Ölüm yıldönümü yaklaşırken hem üzüldüğüm, hem sevindiğim bir haber aldım…
Karşıyaka'daki mezarının taşında yer alan dizeler silinmiş, okunmaz olmuş. Bunun için üzüldüm. Ancak Niyazi Mete Gürgan'ın uyarısıyla Salihli'de yaşayan şair arkadaşımız Şerif Temurtaş öğreniyor bunu. 2020 Yılı Enver Gökçe Toplumcu Gerçekçi Şiir Ödülü'nün (**) seçici kurul üyelerinden, Gökçe'yle aynı okulda okumuş, sonra hukuk eğitimi de alarak avukat olmuş şairlerimizden Yalçın Duman'a bildiriyor.
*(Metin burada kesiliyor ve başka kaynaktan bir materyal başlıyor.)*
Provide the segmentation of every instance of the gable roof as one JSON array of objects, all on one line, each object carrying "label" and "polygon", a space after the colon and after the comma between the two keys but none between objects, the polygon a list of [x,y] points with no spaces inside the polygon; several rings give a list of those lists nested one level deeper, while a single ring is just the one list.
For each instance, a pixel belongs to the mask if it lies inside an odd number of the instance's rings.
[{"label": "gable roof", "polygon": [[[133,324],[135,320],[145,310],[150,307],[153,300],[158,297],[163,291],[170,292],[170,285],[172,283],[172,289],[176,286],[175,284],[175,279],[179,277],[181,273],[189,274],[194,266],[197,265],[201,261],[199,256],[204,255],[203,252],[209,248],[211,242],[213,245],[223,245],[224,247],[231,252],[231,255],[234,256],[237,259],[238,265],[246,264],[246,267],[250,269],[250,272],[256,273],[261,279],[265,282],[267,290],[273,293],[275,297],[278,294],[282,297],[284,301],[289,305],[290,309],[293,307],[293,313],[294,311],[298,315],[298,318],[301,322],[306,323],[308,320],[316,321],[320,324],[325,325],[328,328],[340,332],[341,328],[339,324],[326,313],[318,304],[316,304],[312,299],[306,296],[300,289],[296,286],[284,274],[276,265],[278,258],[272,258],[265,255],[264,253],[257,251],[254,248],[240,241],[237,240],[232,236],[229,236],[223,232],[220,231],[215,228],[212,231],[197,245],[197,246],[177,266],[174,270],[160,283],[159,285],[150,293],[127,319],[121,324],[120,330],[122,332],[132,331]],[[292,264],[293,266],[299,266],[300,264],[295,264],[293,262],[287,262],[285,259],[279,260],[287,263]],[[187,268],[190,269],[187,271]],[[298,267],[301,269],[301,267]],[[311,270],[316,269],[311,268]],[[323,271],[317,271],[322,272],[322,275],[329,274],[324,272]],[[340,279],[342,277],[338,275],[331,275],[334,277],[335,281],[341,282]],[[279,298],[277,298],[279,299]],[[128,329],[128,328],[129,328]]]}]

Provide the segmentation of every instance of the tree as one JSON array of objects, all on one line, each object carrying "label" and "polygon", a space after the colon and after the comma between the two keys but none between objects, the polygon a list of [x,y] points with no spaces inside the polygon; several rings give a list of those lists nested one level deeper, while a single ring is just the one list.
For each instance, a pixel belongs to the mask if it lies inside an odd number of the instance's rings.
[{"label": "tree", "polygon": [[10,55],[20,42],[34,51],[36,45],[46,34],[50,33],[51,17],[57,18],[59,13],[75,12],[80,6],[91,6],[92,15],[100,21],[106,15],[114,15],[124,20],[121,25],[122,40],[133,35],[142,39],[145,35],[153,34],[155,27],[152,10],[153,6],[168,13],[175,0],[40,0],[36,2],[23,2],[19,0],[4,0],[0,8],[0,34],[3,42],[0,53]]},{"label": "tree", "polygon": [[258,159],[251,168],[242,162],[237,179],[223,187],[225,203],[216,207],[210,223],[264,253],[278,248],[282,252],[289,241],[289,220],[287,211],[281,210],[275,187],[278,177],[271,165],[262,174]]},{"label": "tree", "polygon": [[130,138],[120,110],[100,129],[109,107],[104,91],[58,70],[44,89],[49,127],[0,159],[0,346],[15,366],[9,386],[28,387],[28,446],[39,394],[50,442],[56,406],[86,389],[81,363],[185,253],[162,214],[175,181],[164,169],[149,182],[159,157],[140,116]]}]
Böylece sevindiğim habere geliyor sıra. Yalçın Duman ve yine ödül seçici kurulundan bir başka yazar, şair arkadaşımız Ali Ekber Ataş gidiyorlar mezara… Ataş, yeniden yazıyor o dizeleri, yeniden okunur kılıyorlar:
'Ben hürlük, kardeşlik çırasını / Kendi hissemce götüren insan, / Adı haritalarda bile bulunmayan / Bir köyündenim Anadolu'nun. / Görmedim bir bahçe, bir çiçek, bir şehir.'
Böylece, 100. yaşında, mezarda da 'bir garip kişi' olmaktan kurtuluyor Gökçe!
_____________________
(*) Mehmet Bayrak, 'Enver Gökçe'nin Acılı, Büyük Yaşamı', Yarın Dergisi, Ocak 1982, Sayı: 5.
(**) Barış Kitap, Ankara'da yıllar sonra yeniden yayın yaşamına dönen Öykü-Şiir Dergisi ve Enver Gökçe Dostları Grubu'nun düzenlediği ödül, bu yıl Nihat Behram'a verildi. Behram'a yakıştı bu ödül!